La société SELECTIPIERRE ayant soutenu que l’obligation de réaliser les travaux de désamiantage avait été, par les clauses du bail mettant à la charge du preneur tous les travaux de mise en conformité

avec la réglementation, transférée à la société locataire, que ces travaux sont des travaux de prévention de la sécurité et non des grosses réparations au sens de l’article 606 du code civil, que l’avenant au bail ayant été signé postérieurement à la publication du décret, la société preneuse a contracté en connaissance de cause, que la présence d’amiante ne constituant pas un vice de construction, l’immeuble n’est pas impropre à sa destination et demandé au tribunal de mettre les travaux à la charge de la société locataire et, celle-ci n’ayant pas respecté ses obligations contractuelles, de résilier le bail, d’ordonner l’expulsion, de condamner la SOFRES à la garantir de tous les frais de mise en conformité avec la réglementation, de la condamner à lui payer une indemnité égale au loyer jusqu’à la date normale d’expiration du bail et de lui déclarer acquis le dépôt de garantie, cette juridiction, par jugement du 3 décembre 1998, a : – dit que les travaux de désamiantage de l’immeuble loué, à effectuer en application du décret du 7 février 1996, constituent une grosse réparation au sens de l’article 606 du code civil, – dit, dès lors, que ces travaux incombent à la société propriétaire, SELECTIPIERRE II, conformément aux prescriptions du bail liant les parties, laquelle devra les réaliser dans les délais prescrits par le texte précité, – rejeté en conséquence toutes les prétentions et demandes reconventionnelles de la société SELECTIPIERRE II, – dit que sous réserve de la réalisation par la propriétaire des travaux susdits et de ceux qui en découleront pour en assurer la sécurité contre l’incendie, l’immeuble n’est pas impropre à sa destination, – débouté en l’état la société SOFRES de sa demande de résiliation du bail dont elle est titulaire et du surplus de ses demandes, – dit n’y avoir lieu ni à exécution provisoire ni à application de l’article 700 du nouveau code de procédure civile, – condamné la société SELECTIPIERRE II aux dépens.

*

* *

La société SOFRES a relevé de ce jugement un appel limité au rejet des demandes de résiliation judiciaire du bail et d’indemnisation.

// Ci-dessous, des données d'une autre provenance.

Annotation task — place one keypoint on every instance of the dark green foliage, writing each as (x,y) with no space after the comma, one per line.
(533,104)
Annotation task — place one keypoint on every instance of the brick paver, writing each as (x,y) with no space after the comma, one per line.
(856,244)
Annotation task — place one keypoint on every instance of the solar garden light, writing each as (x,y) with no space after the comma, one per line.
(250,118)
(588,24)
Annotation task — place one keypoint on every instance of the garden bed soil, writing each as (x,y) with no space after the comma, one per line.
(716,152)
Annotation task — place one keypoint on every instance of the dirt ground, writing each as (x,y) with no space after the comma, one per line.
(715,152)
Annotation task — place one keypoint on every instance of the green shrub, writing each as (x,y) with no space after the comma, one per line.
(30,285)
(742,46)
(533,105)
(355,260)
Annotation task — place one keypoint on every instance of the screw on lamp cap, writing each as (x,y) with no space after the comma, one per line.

Elle demande à la cour de : – dire que la présence d’amiante constitue un vice ou un défaut de la chose louée qui en empêche l’usage et qui entraîne la nullité du bail par défaut d’objet avec toutes les conséquences équivalent à celle d’une résiliation à compter du 1er janvier 1999, date de l’évacuation de l’immeuble par la société SOFRES, – subsidiairement dire que le bail est résilié à compter du 1er janvier 1999, date de l’évacuation de l’immeuble, – dire qu’elle n’est tenue d’aucun loyer à compter de cette date et que la société propriétaire doit lui restituer le dépôt de garantie de 575 000 francs, – condamner en tant que de besoin la société SELECTIPIERRE à lui payer cette somme outre intérêts au taux légal à compter du 1er janvier 1999 ou à défaut à compter de la date des conclusions, – condamner la société SELECTIPIERRE II à l’indemniser de son préjudice et des pertes crées par cette situation évalués à la somme de 6 000 000 francs, – rejeter toutes les demandes de la société SELECTIPIERRE II, – condamner l’appelante à lui payer une somme de 96 480 francs au titre de l’article 700 du nouveau code de procédure civile.

Elle indique que le bail actuel a été précédé de plusieurs baux d’une durée inférieure à 24 mois, les surfaces louées étant de plus en plus importantes pour aboutir à la location de l’ensemble de l’immeuble par l’avenant du 1er octobre 1996.

Reconnaissant que les baux successifs lui imposent de faire faire à ses frais et à la place de la société bailleresse tous travaux « requis par les services d’hygiène, de police de sécurité ou de mise en conformité avec toute réglementation », elle soutient que les travaux de désamiantage incombent à la propriétaire qui l’avait dans un premier temps admis et avait proposé un protocole d’accord concernant en particulier le relogement de la locataire, l’immeuble devant être totalement évacué.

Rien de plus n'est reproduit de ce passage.